I just though many pet stores sell RO water if thats the route you want to go, but lugging water from the pet store isn't my idea of fun, might not be to bad if you have a small tank.


----------



## midnray (Jul 27, 2010)

Can you send me a link to Petco's website where the RO water is? I just want to see how much it would cost. Cause a gallon of distilled water at jewel is like two dollars I think.


----------



## midnray (Jul 27, 2010)

I misread your post about most pet stores carrying RO water. I thought you wrote most Petcos. Do you know the approximate price of a gallon of RO water?


----------



## zof (Apr 23, 2010)

Not a clue.....


----------



## bones14 (Mar 19, 2010)

Like zof said the best way to lower ph naturally from everything I've read is peat.Using chemicals could make the ph fluctuate too much and be unstable.Peat will also last longer and be cheaper than buying chemicals or water every time you do water changes.And of course the easiest and cheapest route would be getting fish that are suitable for the water parameters you have.


----------



## midnray (Jul 27, 2010)

I know that it is the easiest and best way but I heard it makes the water yellow and murky looking.


----------



## onefish2fish (Jul 22, 2008)

midnray said:


> I know that it is the easiest and best way but I heard it makes the water yellow and murky looking.

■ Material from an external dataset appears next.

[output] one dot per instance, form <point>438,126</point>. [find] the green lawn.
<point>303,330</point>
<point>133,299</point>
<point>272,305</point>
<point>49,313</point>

i use peat and my waters slightly "murky" id say the tannins are mostly from all the wood i have in there though, but who knows since i have lots of wood as well as the peat. i put it in the empty media cartridge of my filter. 

i dont suggest using pH up or down to mess with pH. this can make your pH unstable and be all over the place which can kill fish.

as for RO i know a LFS ( not a chain store like petco ) had it for i want to say 49c/gallon and saltwater was $1/gallon WITH your own containers to fill. im not 100% on that price as i never bought it, i just purchased a RO/DI unit w/ a TDS instead. i figured $1/gallon with 100+ gallon system would have easily cost more long term then just buying the unit upfront. just something to consider. with a smaller tank, and 50 cents a gallon for just the RO water it may not be to bad. i would search your area for some good LFS ( local fish stores, not chain stores ) and see what they have to offer price wise as im sure every place does it different.


----------



## midnray (Jul 27, 2010)

alright thank you. i'll be sure to look around. thanks for the help guys


----------